Using this product means that we work through a number of odd issues. One we had was that we were getting GX150s and GX260s from Dell, and when we would try to pull down the image over the pre-existing one on the machine then Imagecast would hang.

There is a utility called CLEARDRV that will erase the partition table, and we had used it before when we were getting machines in with Windows 98 FAT32 images. Now we were having to drop out of our custom menu setup, run FDISK and erase the partition tables manually the first time, which was time consuming and annoying to most everyone who ran across the problem.

What was interesting was that it only did it once we started getting Windows 2000 and XP images on the machines with NTFS partitions. The CLEARDRV utility wouldn't actually get rid of whatever was keeping Imagecast from working, because upon bootup the partition table was read and was expected to be an NTFS/HPFS partition, but then there was no valid information, which caused the exact same error. We worked through everything we could think of, plus everything in the knowledge base, because everyone was blaming this on my custom boot image and memory management, which I knew wasn't the case.

After struggling with this for a while, it dawned on me that I just needed to find a way to repartition and format the drive without rebooting, and then image the drive.

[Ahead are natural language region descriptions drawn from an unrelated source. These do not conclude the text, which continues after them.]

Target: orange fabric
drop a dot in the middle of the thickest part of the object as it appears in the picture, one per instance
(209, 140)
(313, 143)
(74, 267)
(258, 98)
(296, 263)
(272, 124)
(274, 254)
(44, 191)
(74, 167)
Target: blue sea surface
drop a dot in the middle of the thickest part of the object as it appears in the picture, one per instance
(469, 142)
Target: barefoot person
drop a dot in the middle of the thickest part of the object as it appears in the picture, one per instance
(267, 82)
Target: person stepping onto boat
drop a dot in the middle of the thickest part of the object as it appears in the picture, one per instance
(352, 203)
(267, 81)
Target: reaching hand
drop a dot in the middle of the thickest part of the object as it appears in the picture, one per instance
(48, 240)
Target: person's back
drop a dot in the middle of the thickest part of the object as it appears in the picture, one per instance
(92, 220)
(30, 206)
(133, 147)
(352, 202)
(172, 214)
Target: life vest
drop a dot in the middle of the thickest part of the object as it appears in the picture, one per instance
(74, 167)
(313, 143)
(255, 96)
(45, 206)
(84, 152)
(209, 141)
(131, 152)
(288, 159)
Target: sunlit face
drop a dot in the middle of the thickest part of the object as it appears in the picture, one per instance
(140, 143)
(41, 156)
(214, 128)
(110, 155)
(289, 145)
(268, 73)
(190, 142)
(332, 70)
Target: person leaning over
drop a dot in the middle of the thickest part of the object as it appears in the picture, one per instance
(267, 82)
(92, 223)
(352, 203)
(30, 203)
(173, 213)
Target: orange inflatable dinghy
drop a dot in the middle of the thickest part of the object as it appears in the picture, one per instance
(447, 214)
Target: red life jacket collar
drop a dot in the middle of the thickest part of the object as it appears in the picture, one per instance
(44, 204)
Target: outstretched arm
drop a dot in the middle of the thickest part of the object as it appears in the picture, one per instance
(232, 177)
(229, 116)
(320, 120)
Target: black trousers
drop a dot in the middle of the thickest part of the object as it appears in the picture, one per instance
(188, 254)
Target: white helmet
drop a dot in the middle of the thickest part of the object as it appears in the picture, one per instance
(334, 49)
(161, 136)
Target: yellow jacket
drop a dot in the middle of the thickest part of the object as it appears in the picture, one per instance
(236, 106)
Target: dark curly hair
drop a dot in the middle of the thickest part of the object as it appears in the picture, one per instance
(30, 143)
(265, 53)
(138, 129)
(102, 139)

Not possible, you say? Not true! Using Diskman, you can do just that! What I ended up doing was writing a Diskman script that I call with the command line DISKMAN4 SCRIPT EXECUTE SCRIPT.TXT that has the following in SCRIPT.TXT:

DEF DRV DRIVE MOUNT BIOS 0x80
MBR WIPE $DRV
DEF VOL VOLUME CREATE PRIMARY $DRV $MAX $FAT32
VOLUME FORMAT $VOL $FAT32

After this, I run my command line for CLIENT.EXE and the entire hard drive is repartitioned with one primary partition, then formatted as FAT32. After this, as with Windows 98 images fresh from Dell, everything images successfully.